The second track “Salaam Aleikum” invokes an unmistakable middle eastern-esque ambience, echoed in the composition’s title («peace be upon you» in Arabic). It offers a more subdued side of the quintet’s multifaceted musical pallet, although the silent fire smoldering in the background is never quite lost out of sight. The composition offers plenty of space for both soloists to manipulate and explore different timbres and articulations, which they do to great effect.
Free for all
The album’s shortest tune also happens to be among its most ferociously intense – no small feat on an album like this! In the course of its just under 4 minute duration, «Free for all» showcases many of Bangkok Lingo’s finest qualities: memorable melodies, an abundance of energy and bucketloads of instrumental brilliance. Røed’s trumpet acrobatics as well as his willingness to reach for new sounds and take risks rather than play it safe are particularly appreciable on this track.
Khao San Road
This lively tune no doubt has qualities in common with the famous Bangkok street – a hub for international travelers and a backpacker mecca in its own right – after which it is named. There are unexpected twists and turns at every corner, and surprises abound throughout the duration of the track, which features some irrepressibly danceable grooves set up by the rhythm section.
Song for Billy
This upbeat composition written by Røed also happens to be the album’s only track in a major key, and its gleeful character provides a very effective contrast to the rest of the album. Skeidsvoll’s solo shows that in addition to being capable of some seriously powerful saxophone pyrotechnics – the rest of the album proves this beyond a shadow of a doubt – he is also a sublime melodist with a real knack for coming up with memorable lines on the spot. Imerslund’s bouncy and authoritative bass playing also comes to fore on this track, propelling the music from the bottom up with intensity and sensitivity.

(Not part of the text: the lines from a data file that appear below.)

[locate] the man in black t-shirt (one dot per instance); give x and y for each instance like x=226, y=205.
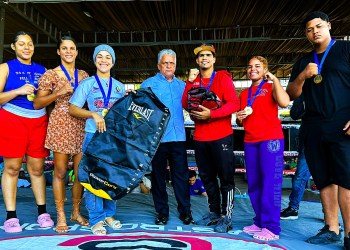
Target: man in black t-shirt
x=323, y=76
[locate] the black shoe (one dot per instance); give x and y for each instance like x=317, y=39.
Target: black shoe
x=186, y=218
x=347, y=243
x=324, y=237
x=208, y=219
x=161, y=219
x=289, y=213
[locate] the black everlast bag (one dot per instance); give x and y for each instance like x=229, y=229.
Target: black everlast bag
x=200, y=96
x=115, y=161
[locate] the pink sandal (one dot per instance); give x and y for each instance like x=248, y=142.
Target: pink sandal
x=12, y=226
x=266, y=235
x=251, y=229
x=45, y=220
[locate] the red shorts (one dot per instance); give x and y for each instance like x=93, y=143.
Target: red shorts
x=21, y=136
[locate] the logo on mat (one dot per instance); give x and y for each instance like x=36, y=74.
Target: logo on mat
x=274, y=146
x=141, y=111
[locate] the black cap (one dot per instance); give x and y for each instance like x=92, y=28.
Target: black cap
x=315, y=14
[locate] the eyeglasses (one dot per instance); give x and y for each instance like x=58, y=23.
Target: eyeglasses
x=171, y=64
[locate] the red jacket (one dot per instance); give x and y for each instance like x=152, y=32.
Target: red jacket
x=219, y=125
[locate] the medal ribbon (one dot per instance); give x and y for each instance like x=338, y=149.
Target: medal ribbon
x=105, y=98
x=250, y=101
x=210, y=81
x=69, y=78
x=323, y=57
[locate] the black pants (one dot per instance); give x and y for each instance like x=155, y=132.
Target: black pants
x=175, y=153
x=216, y=159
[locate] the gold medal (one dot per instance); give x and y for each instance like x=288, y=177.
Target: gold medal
x=31, y=97
x=248, y=110
x=318, y=79
x=104, y=112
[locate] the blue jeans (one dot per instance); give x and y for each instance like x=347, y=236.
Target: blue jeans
x=302, y=175
x=99, y=209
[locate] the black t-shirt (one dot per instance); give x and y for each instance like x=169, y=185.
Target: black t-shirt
x=330, y=99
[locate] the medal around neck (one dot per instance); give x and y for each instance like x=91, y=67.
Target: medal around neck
x=318, y=79
x=104, y=112
x=248, y=110
x=31, y=97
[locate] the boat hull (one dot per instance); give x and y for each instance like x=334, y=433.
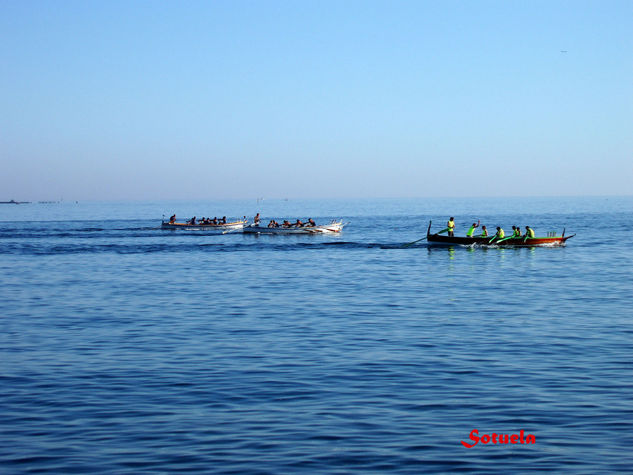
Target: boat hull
x=438, y=240
x=331, y=228
x=207, y=228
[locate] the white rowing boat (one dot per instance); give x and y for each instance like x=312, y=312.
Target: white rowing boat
x=333, y=227
x=232, y=227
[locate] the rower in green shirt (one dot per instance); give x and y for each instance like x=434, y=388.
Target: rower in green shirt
x=500, y=234
x=471, y=230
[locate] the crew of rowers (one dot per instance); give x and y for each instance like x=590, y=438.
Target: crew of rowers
x=287, y=224
x=202, y=221
x=500, y=234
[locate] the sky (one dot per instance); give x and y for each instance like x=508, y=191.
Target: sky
x=145, y=100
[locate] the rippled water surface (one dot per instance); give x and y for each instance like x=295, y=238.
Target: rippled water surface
x=125, y=348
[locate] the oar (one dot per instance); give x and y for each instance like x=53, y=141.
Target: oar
x=505, y=239
x=413, y=242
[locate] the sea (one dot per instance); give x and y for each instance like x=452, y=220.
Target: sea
x=125, y=348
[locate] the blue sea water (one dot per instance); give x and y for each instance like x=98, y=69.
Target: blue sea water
x=125, y=348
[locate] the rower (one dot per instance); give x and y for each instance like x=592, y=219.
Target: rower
x=451, y=226
x=471, y=230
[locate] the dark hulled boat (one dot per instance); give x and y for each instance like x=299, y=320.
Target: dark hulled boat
x=437, y=239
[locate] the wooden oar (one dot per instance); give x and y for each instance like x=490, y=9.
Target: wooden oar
x=413, y=242
x=505, y=239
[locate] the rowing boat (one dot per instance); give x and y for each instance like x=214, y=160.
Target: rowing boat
x=234, y=226
x=522, y=241
x=333, y=227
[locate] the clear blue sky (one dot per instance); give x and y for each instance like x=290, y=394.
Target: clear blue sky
x=308, y=99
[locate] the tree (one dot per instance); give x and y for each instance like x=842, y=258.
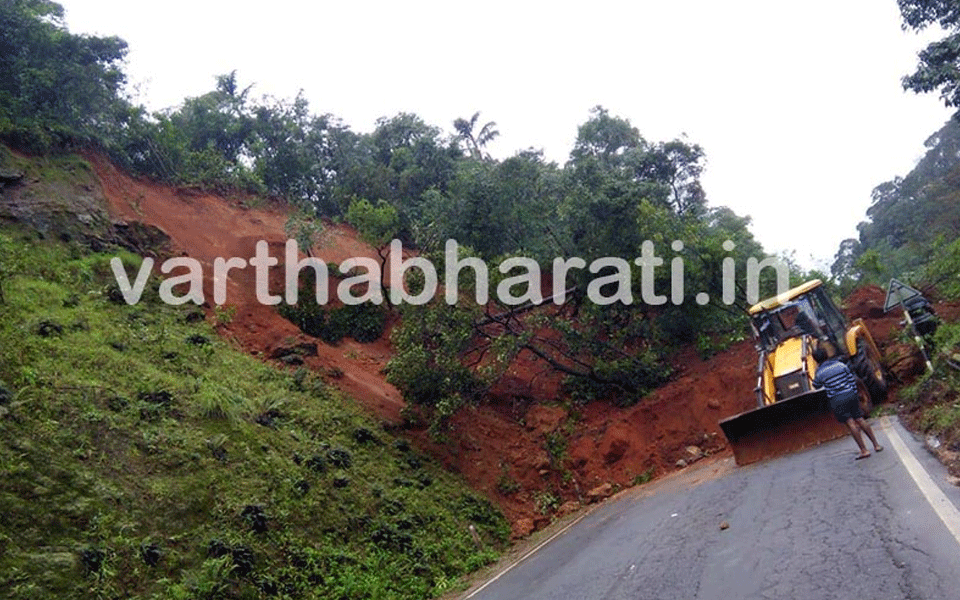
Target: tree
x=377, y=224
x=939, y=66
x=475, y=141
x=56, y=87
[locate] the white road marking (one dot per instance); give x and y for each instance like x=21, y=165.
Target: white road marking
x=530, y=553
x=945, y=509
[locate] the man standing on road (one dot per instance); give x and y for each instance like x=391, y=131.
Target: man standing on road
x=841, y=387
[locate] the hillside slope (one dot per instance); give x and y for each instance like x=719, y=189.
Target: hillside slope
x=525, y=446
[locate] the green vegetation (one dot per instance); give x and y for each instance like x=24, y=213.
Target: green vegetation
x=412, y=181
x=142, y=457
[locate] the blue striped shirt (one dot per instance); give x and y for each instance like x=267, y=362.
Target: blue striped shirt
x=836, y=378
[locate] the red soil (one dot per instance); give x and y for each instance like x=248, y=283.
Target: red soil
x=499, y=447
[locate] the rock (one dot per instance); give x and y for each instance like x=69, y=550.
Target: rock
x=301, y=350
x=604, y=490
x=522, y=528
x=694, y=453
x=544, y=418
x=568, y=508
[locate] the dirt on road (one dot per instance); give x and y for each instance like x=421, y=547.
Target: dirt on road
x=506, y=446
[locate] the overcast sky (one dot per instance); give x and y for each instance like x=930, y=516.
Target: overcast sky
x=798, y=105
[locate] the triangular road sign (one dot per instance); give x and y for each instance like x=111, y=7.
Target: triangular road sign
x=898, y=292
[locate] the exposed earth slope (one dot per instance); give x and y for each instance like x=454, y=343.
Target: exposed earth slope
x=526, y=448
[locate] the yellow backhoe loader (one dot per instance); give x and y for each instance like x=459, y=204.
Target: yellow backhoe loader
x=790, y=413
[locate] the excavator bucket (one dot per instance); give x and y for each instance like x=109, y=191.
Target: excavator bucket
x=781, y=428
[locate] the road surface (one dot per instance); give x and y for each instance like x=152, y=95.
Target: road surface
x=813, y=525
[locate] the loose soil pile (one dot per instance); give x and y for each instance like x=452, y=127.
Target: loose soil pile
x=521, y=447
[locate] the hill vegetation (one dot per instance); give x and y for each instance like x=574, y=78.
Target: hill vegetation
x=144, y=457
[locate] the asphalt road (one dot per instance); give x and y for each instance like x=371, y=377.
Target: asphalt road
x=813, y=525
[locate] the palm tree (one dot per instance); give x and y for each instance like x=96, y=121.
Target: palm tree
x=475, y=142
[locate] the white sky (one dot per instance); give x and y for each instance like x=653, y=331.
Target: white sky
x=798, y=105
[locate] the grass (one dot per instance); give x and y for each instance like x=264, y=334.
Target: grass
x=142, y=457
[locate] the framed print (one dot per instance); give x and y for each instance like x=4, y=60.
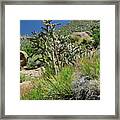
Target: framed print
x=60, y=59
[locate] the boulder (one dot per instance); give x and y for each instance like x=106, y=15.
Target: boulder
x=23, y=58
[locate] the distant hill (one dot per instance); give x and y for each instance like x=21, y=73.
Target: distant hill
x=79, y=25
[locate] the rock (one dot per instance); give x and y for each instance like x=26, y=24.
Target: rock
x=26, y=87
x=23, y=58
x=86, y=89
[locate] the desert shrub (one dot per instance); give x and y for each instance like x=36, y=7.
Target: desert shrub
x=25, y=45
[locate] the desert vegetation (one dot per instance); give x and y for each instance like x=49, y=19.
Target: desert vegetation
x=61, y=63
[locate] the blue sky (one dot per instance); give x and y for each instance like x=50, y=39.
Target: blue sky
x=28, y=26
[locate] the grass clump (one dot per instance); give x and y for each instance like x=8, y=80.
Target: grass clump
x=53, y=87
x=90, y=66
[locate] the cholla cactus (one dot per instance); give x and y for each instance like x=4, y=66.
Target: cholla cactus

Among the things that make Bangkok Lingo’s chordless lineup with a two horn front line sound different from other bands with a similar setup of instruments is the addition of the wonderfully subtle-yet-effectual percussion playing of sound sculptor Ivar Myrset Asheim. «Bangkok» showcases some particularly exquisite cascades of percussive sounds, which add an additional layer of interest to an already intriguing track. It starts out mellow, building to a climax at the very end, with plenty of captivating group interplay along the way, as well as some very tasteful and delicate brush playing by Håland. The interaction between Skeidsvoll and Røed shows both initiative and keen listening: they alternate between playing contrasting and complementary textures, transitioning seamlessly between the two to great musical effect.
Lost Tribes and Promised Lands
In addition to being the title of the seminal book by writer Ronald Sanders, “Lost Tribes and Promised Lands» is the title of the last track on this album. Rounding off an album chock full of energy and intensity, this tune beautifully sums up what this band is all about: there are catchy hooks and melodies, searing solos and groovy rhythms. One can only look forward to future releases to follow up the promising debut album of this young Norwegian jazz Quintet.